Denke außerdem daran, den Futterrationen zur Deckung des Bedarfs an essentiellen Omega 3 und Omega 6 Fettsäuren abwechselnd verschiedene Öle zuzusetzen. Öl fördert zusätzlich die Aufnahme der fettlöslichen Vitamine. Es ist bis zu einem Monat haltbar und kann daher gut aufbewahrt werden.

 

Schritt 4: Wie lange dauert das alles?

 

Wahrscheinlich fragst du es dich schon die ganze Zeit: Wie sollst du es trotz deines vollen Zeitplans noch schaffen, deinen Hund richtig zu barfen? Tatsächlich erfordert die Herstellung eigener Barfmenüs schon einiges an Zeit. Doch es gibt Lösungen, die auch dem eiligen Hundebesitzer ermöglichen, seinen Hund richtig zu barfen. Der Markt hat sich längst entsprechend der Nachfrage angepasst. Barfmenüs kannst du mittlerweile in Barfshops fertig tiefgefroren kaufen. Diese enthalten bereits vorgefertigtes und portioniertes Fleisch, abgepackt in verschiedenen Portionsgrößen und so individuell auf die Bedürfnisse deines Hundes anpassbar. So brauchst du dich nicht mehr um die optimale Zusammenstellung des Menüs zu kümmern, sondern fügst nur noch ein Öl und ein hochwertiges Nahrungsergänzungsmittel hinzu. Auch der Gang zum Händler erübrigt sich, denn Barfmenüs kannst du auch im Internet bestellen. So geht das richtige Barfen deines Hundes blitzschnell: fertiges Barfmenü im Kühlschrank auftauen, in den Napf damit, und fertig. Einfacher kann es nicht sein, deinen Hund richtig zu barfen.

 

Schritt 5: Häufige Fütterungsfehler vermeiden und den Hund richtig barfen

 

Wenn du dich ausreichend informierst und dich Schritt für Schritt heranwagst, schaffst du es sicher, deinen Hund richtig zu barfen. Achte auf abwechslungsreiche Fleischfütterung, anstatt deinen Hund zum Beispiel nur eine Sorte Fleisch zu füttern. Bei Rohfleischfütterung kann es zu einem Kalziummangel oder zu einer Kalzium- oder Phosphorüberversorgung kommen. Sorge daher dafür, dass dein Hund neben dem reinen Fleisch auch Knochen, Innereien und anderen Nebenbestandteile erhält. Außerdem ist in der Praxis häufig ein Mangel an Spurenelementen (z.B. Zink, Kupfer und Jod) festzustellen. Bei großen Mengen an Leber in der Futterration kann eine Überversorgung mit Vitamin A auftreten.
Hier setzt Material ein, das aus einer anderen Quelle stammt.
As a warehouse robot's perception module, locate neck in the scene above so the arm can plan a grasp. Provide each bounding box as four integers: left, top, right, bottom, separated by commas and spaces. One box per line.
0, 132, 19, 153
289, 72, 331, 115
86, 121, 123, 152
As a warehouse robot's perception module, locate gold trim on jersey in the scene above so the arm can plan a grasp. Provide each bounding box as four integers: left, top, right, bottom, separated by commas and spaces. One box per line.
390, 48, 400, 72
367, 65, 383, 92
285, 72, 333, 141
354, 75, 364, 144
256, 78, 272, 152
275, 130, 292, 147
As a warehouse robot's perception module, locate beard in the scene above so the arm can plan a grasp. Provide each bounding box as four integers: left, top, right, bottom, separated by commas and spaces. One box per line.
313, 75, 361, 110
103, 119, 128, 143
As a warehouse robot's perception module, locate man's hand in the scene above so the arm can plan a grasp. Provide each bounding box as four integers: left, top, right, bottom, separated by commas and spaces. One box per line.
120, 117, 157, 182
Bei Knochenfütterung besteht die Gefahr, dass Magen- bzw. Darmschleimhaut verletzt werden. Außerdem führt eine übermäßige Knochenfütterung zu einem schädlichen Calciumüberfluss, was zu Knochenkot oder Verstopfung führen kann.

Durch Fütterung mit rohem Fleisch können Krankheitserreger übertragen werden, deswegen achte hier auf gute Qualität und verfüttere manche Fleischsorten wie Geflügel nie roh. Schweinefleisch darf wegen der Ansteckungsgefahr mit der Aujeszky Krankheit nicht (zumindest nicht roh) verfüttert werden.

Und am Schluss der wichtigste Tipp: Verzweifele nicht, auch wenn es dir am Anfang wie eine unmenschliche Aufgabe vorkommt, deinen Hund richtig zu barfen. Du kannst es schaffen, auch wenn du wenig Zeit hast. Dein Hund wird es dir mit guter Gesundheit danken.